Sunday, October 17, 2010

A clockwork orange

It's like clockwork: Sunday night. Sunday night and I'm deciding if I know exactly what I'm doing, if it's all premeditated, if I'm a lyingcheatingbitch, or, hey, maybe it's not my fault. I'm confused. Alone. And he won't talk to me. I'm even being logical about it. I don't think it's someone else or that he's bored. I think he's trying to spare us both.

And fine, this is my opinion. What are you going to do, ask him?

So fine, we'll go with my opinion.

And again with the inability to see it for what it is, what it would have become had I stayed. I'm wearing my blinders proud.

For once, for once, I didn't have to talk myself into a damn thing. And now that I'm gone, and it feels like it could have been perfect even if I know I just happened to have left at the exact moment when it was all perfect. It isn't all perfect. It wouldn't have been all perfect. Him not talking is not all perfect.

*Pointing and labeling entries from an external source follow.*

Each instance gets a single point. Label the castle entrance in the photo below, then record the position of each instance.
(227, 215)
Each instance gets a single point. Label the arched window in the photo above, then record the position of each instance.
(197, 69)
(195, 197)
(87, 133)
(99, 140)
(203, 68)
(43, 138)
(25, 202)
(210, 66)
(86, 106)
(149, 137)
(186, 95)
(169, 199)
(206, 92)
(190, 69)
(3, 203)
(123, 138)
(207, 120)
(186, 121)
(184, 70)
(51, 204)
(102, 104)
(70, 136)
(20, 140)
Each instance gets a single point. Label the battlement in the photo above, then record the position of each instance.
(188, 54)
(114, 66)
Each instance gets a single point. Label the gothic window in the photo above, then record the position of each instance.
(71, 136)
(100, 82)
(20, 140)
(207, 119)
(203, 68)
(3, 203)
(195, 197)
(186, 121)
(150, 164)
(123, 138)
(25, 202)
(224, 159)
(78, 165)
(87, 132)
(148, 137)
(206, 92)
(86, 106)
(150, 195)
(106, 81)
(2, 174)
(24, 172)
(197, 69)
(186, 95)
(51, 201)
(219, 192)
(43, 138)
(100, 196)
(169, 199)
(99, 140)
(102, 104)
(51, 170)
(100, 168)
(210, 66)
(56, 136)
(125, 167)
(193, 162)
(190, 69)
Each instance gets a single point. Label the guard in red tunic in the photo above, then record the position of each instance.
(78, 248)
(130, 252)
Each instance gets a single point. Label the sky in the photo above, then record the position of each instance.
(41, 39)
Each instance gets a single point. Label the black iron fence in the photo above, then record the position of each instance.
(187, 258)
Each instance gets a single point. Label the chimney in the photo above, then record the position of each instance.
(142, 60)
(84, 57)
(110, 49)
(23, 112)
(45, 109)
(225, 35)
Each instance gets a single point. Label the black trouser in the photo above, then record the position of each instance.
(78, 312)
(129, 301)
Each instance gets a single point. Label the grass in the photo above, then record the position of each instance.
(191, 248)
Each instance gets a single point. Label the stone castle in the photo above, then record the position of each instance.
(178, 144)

I'm not sorry and now someone else is factored in, factored in in the most complicated way. In such a way that I can't even make it up. I'm not sorry it happened. I'm not sorry I miss him. I don't wish this all hadn't happened. It's good. It was good. He may be doing what's best now, he may be trying his damnedest to put this behind him, my heart may be breaking, I may be moving on, I may not, but it was worth it regardless. True story: I can be affected this way. It may just be better to be bereft and to at least know I had it good, I felt it, than to be the same. I'd rather feel like hell than feel like nothing at all.